Supreme Court’s ruling on corporate campaign spending could affect state races
The U.S. Supreme Court’s sweeping ruling Thursday to allow corporate spending in federal political campaigns could shift the playing field in Sen. Barbara Boxer’s reelection effort, congressional races across California and some municipal elections, notably in Los Angeles and San Diego.
The decision removes prohibitions on corporations and unions from spending their money to influence federal elections.
California already allows union and corporate spending in races for statewide offices such as governor. In fact, the new federal rules will look very similar to the system used for state-level elections in California, where independent campaigns by wealthy interests such as unions and corporations are commonplace.
Still, the infusion of such funding into federal races could be a game-changer. How much the state’s political landscape will change was the subject of much debate Thursday.
“It’s taken what might have been a two-dimensional chess game and made it a three-dimensional game,” said Kevin Eckery, a GOP strategist.
Boxer’s reelection campaign will largely be the testing ground for the new rules in California. Though several California congressional seats could be competitive this fall, none is expected to lure the national attention -- and money -- of Democrat Boxer’s bid for a fourth term.
Generally, Republicans cheered the court’s ruling. Chuck Bell, general counsel for the California Republican Party, said the 5-4 decision -- with the court’s four conservative justices joined by frequent swing vote Anthony Kennedy -- brought him “from down in the dumps to elated. I’m a believer in free speech.”
Marty Wilson, campaign manager for Republican Carly Fiorina, the former Hewlett-Packard chief executive seeking to unseat Boxer, said the ruling was a “net plus for Republicans.”
Assemblyman Chuck DeVore, who is also seeking the GOP nomination to challenge Boxer, praised the ruling as “a victory for free speech.” But the Irvine Republican tamped down expectations for the GOP, saying the decision “would in all likelihood help Barbara Boxer as an incumbent because American big business tends to contribute to the party in power.”
Democrats were mostly disappointed.
“I think it benefits special interests, who and whatever they are. And I don’t think it’s good for democracy,” said John Burton, chairman of the California Democratic Party. “The big corporations will be spending a lot of money trying to defeat Barbara.”
Unlike the state, some local governments, including the cities of Los Angeles and San Diego, have imposed limits similar to the federal restrictions the court rejected. The justices’ decision appears to have overturned the local laws as well, to the dismay of some officials.
“The fear is that this decision will open a floodgate to corporate spending . . . in a way that undermines the role of individuals in our city’s campaigns,” said LeeAnn Pelham, executive director of the L.A. City Ethics Commission.
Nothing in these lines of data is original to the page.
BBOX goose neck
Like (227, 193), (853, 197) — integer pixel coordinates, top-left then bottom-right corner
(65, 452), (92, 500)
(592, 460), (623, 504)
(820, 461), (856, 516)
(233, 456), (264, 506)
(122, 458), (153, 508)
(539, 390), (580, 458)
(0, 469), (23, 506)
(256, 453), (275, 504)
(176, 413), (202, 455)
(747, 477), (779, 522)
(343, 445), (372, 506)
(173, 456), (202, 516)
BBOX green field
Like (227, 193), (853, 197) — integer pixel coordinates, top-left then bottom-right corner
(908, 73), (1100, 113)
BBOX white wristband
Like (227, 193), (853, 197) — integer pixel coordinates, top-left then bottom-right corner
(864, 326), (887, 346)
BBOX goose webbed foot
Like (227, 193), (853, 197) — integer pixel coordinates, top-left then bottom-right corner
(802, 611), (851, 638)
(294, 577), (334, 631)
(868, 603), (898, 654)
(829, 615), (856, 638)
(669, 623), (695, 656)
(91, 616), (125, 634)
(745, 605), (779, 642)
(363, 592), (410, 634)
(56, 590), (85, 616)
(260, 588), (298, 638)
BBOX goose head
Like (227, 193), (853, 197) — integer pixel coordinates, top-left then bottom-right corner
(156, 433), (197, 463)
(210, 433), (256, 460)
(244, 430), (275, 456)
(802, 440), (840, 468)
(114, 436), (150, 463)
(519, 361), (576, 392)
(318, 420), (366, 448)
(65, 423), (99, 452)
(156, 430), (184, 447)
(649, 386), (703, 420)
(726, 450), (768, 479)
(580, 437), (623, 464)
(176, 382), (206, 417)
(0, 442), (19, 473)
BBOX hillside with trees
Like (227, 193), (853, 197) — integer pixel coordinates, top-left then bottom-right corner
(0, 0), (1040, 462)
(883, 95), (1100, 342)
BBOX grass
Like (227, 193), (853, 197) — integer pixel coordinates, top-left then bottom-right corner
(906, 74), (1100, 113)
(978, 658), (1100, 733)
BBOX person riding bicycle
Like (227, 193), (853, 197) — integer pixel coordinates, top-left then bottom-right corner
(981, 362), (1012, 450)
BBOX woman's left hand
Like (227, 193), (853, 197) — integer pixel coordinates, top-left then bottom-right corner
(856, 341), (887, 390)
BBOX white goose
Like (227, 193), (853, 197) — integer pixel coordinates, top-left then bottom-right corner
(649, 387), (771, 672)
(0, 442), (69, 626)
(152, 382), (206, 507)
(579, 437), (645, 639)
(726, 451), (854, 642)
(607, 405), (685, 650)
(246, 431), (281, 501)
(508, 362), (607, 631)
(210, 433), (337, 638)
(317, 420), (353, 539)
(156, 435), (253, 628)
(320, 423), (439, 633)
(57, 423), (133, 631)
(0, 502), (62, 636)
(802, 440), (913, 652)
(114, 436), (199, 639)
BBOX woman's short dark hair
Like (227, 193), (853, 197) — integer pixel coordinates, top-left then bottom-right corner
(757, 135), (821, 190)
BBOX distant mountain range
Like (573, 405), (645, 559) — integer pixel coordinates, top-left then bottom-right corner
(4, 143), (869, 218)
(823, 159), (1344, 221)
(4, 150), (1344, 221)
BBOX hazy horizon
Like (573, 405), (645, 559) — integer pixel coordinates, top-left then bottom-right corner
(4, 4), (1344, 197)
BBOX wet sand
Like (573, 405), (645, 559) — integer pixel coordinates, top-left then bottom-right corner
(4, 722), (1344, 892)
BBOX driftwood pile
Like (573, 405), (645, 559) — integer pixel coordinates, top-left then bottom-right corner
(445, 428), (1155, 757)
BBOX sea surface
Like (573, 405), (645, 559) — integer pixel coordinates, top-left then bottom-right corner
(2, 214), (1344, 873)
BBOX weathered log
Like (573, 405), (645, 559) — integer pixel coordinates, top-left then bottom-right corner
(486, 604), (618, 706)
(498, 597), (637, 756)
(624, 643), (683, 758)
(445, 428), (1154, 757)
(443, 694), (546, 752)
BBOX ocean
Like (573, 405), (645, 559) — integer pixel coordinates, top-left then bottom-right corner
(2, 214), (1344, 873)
“No question it’s an advantage for big business and Republicans,” said Jess Durfee, chairman of the San Diego County Democratic Party.
San Diego County GOP Chairman Tony Krvaric disagreed, saying the change would simply create “a level playing field.”
Nearly everyone agreed on one thing: There will be more money flooding the political marketplace.
Ross Johnson, chairman of the Fair Political Practices Commission, California’s campaign watchdog agency, said more campaign spending means greater influence. To believe otherwise, he said, is “to presume that candidates for public office live in a cave. . . . To think it’s never going to come to their attention that someone spent a million dollars to support or oppose them, that’s crazy.”
Times staff writer Seema Mehta contributed to this report.